Editorial: Docked sinking ships-A A +A
Thursday, March 14, 2013
IN EARLY December 2012, a ship that was unloading its cargo in a wharf in Barangay Consuelo, San Francisco in the Camotes group of islands lost its balance and sank on its rear. Fortunately, the incident happened after the ship’s passengers had disembarked. But some crew members were forced to jump into the sea.
The ship, mv Mika Mari I, plies the Danao City to San Francisco route and is owned by Jomalia Shipping Lines. Aside from the paying passengers and sacks of cement, the ship was ferrying three six-wheeler and one six-wheeler vehicles at that time.

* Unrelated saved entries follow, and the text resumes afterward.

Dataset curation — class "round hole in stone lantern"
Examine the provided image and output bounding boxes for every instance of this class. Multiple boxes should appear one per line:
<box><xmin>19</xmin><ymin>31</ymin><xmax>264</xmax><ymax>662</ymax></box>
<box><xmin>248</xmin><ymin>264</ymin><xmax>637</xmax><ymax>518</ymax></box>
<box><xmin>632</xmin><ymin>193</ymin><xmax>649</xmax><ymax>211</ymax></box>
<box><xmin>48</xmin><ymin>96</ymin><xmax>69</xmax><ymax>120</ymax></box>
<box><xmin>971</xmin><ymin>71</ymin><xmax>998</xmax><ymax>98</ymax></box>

An investigation by the San Francisco police showed that the ship lost its balance after two of the four rolling cargoes were unloaded.
“Na-miscalculate nila, wa nila mabantayi,” town police chief Jonas Tahadlangit said of the ship’s crew when interviewed by Sun.Star Cebu.
The incident is worth mentioning after another docked vessel capsized off a private wharf in Barangay Looc in Mandaue City late night of March 11.
While only the rear of the ship in Camotes got submerged, mv Maria Angelica Grace of the Manila-based Rapal Shipping Lines totally sank. The vessel plies the Masbate province-Mandaue City route.
The ship’s captain blamed the heavy waves churned by a passing fast craft for the ship tilting and gradually sinking. But it shared one activity with mv Mika Mari I immediately before it sank: it was unloading heavy cargo—-a process that required care and skill.
Two accidents of almost similar nature involving sea vessels in just less than three months surely need a closer look by authorities, notably the Maritime Industry Authority (Marina). Not much damage was reported in the Camotes incident, but worries of an oil spill have already been raised in the Mandaue accident.
The two accidents involved ships plying secondary routes, which is symbolic of the kind of setup prevailing in this sector. Ships in these routes are hand-me-downs from major routes and are on their final run even if they still get a tag of being seaworthy. This is compounded by the seeming lack of attention given to the said routes by agencies concerned with maritime safety.
Hopefully, the two accidents should prod Marina to give the situation in secondary routes and minor ports a closer look.
Published in the Sun.Star Cebu newspaper on March 15, 2013.